Algoma Steel reported a first‑quarter 2026 net loss of $159.4 million , far worse than the $24.5 million loss a year earlier, as the company completed its conversion to an electric‑arc furnace (EAF). The transition coincided with a steep drop in steel shipments and a rise in tariff expenses, prompting the firm to lean on new defence and overseas partnerships for future growth.

EAF transition drives net loss to $159.4 million

The shift to an EAF‑only production line was the primary catalyst for the widened loss, according to the company’s financial release. Direct tariff costs rose to $27.4 million,yet the overall revenue decline outweighed any savings from lower blast‑furnace operating costs.

Shipments plunge 52% to 223,681 tons

Algoma’s steel shipments fell to 223,681 tons in Q1 2026, compared with 469,731 tons in the same period last year, reflecting the reduced capacity of the new furnace setup. The CEO called the quarter a “turning point” after the blast furnace was shut down on January 18.

Tariff costs rise to $27.4 million amid export shift

Even as the firm trimmed its exposure to the U.S. market—export share dropped from over 50% to about 28%—direct tariff expenses more than doubled, climbing to $27.4 million from $10.5 million a year earlier. The company said it is now focusing on the Canadian plate market while limiting exports to mitigate the harsher tariff environment.

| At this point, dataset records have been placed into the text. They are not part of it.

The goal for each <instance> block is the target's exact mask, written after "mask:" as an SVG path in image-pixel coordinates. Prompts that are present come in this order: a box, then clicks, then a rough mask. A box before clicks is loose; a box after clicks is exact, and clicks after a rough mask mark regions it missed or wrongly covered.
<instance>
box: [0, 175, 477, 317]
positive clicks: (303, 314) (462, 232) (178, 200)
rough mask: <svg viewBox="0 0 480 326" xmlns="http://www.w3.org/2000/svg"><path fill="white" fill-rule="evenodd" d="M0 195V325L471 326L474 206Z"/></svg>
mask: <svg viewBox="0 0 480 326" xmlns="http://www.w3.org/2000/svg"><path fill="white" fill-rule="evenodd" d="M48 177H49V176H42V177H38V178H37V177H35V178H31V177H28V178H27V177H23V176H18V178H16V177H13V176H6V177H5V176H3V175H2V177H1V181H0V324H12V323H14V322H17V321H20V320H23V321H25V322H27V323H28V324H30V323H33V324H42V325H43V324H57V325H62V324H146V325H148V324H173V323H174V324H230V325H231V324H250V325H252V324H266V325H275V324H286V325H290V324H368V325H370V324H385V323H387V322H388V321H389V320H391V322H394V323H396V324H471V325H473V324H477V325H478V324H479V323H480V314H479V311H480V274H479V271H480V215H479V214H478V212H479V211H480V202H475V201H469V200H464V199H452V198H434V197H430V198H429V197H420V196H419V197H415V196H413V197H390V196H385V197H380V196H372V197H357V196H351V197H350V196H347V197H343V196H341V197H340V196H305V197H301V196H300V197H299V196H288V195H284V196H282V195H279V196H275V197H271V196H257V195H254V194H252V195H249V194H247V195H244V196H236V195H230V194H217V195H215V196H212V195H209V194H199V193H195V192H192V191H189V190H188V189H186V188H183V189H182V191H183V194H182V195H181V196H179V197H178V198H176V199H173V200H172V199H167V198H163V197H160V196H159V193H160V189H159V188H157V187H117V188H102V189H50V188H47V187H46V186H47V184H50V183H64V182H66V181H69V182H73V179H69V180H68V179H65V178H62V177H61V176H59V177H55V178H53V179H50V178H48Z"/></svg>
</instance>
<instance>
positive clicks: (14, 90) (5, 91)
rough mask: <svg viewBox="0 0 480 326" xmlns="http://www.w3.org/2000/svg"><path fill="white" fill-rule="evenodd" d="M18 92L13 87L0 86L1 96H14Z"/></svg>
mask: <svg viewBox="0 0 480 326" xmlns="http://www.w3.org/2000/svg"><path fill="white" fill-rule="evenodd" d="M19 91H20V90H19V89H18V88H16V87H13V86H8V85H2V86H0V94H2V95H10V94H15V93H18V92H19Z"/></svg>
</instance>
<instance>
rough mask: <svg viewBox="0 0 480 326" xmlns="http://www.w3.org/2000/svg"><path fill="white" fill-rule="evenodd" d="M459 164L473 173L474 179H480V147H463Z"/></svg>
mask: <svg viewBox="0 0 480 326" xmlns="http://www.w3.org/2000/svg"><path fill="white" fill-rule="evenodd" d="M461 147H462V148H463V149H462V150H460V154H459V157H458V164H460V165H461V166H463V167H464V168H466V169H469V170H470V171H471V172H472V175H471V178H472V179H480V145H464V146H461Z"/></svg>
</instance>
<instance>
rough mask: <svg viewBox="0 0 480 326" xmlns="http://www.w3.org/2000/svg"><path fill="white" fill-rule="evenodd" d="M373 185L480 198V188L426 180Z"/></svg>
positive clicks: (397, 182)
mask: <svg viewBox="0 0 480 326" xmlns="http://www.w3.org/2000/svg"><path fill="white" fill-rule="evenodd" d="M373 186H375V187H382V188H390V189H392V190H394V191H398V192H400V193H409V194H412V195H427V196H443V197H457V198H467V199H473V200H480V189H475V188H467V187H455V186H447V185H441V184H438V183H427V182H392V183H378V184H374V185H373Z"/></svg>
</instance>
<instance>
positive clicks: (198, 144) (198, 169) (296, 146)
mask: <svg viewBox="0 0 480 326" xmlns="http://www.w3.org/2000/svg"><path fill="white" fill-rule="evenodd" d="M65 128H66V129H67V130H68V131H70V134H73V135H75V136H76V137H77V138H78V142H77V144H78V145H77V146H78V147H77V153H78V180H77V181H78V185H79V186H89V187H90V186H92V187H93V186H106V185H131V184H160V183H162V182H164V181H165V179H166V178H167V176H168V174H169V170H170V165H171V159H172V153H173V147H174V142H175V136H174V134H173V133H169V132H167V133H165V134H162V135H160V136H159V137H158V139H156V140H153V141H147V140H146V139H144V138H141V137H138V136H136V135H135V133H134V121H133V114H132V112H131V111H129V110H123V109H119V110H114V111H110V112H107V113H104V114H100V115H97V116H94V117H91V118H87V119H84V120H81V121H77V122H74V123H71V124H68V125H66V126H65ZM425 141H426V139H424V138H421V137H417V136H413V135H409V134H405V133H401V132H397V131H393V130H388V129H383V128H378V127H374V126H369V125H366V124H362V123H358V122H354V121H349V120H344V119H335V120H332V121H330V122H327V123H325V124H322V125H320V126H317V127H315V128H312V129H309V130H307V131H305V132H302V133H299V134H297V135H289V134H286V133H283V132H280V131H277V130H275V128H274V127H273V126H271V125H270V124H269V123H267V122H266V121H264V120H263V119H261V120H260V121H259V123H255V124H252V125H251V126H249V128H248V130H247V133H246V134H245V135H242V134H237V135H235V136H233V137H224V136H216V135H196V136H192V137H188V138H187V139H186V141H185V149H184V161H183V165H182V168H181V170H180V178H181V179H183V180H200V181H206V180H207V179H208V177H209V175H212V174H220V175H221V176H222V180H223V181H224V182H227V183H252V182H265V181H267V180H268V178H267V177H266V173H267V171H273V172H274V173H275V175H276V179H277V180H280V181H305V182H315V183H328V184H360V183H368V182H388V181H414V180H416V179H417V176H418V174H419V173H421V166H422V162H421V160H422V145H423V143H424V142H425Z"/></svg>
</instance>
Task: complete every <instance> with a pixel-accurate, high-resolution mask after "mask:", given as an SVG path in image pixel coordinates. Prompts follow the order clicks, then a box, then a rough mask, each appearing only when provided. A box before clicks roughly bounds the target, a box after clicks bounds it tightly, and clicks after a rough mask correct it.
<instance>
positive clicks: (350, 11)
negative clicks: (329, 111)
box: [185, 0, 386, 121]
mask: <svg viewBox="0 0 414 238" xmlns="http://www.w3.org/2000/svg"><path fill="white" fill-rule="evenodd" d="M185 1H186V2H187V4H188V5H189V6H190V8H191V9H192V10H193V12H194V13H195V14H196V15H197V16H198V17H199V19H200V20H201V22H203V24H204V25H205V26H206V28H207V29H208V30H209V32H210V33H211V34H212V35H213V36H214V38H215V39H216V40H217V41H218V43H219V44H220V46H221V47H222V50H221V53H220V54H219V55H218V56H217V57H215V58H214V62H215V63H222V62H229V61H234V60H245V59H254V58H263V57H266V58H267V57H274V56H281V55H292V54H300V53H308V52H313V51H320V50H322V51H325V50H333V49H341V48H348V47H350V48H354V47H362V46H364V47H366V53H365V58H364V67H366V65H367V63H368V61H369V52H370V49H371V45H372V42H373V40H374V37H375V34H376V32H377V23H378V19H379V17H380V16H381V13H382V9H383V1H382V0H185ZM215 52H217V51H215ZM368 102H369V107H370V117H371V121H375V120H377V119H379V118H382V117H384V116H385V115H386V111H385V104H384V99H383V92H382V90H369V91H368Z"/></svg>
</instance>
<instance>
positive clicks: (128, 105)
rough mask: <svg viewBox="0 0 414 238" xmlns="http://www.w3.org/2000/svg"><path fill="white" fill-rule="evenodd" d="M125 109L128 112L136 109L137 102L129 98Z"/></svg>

Strategic tie‑ups with Roshel and Hanwha Ocean

Algoma highlighted two new strategic relationships: a defence‑sector partnership with Canadian‑owned Roshel and a memorandum of understanding with South Korea’s Hanwha Ocean. Both deals are intended to diversify revenue streams as the steelmaker repositions itself after the EAF conversion, according to the press release.

Who will fund the 2026 expense reductions?

The CFO noted that transition‑related expenses are expected to fall later in 2026,but the source did not disclose the exact financing plan. Questions remain about whether capital expenditures, cash reserves, or external financing will cover the anticipated cost cuts.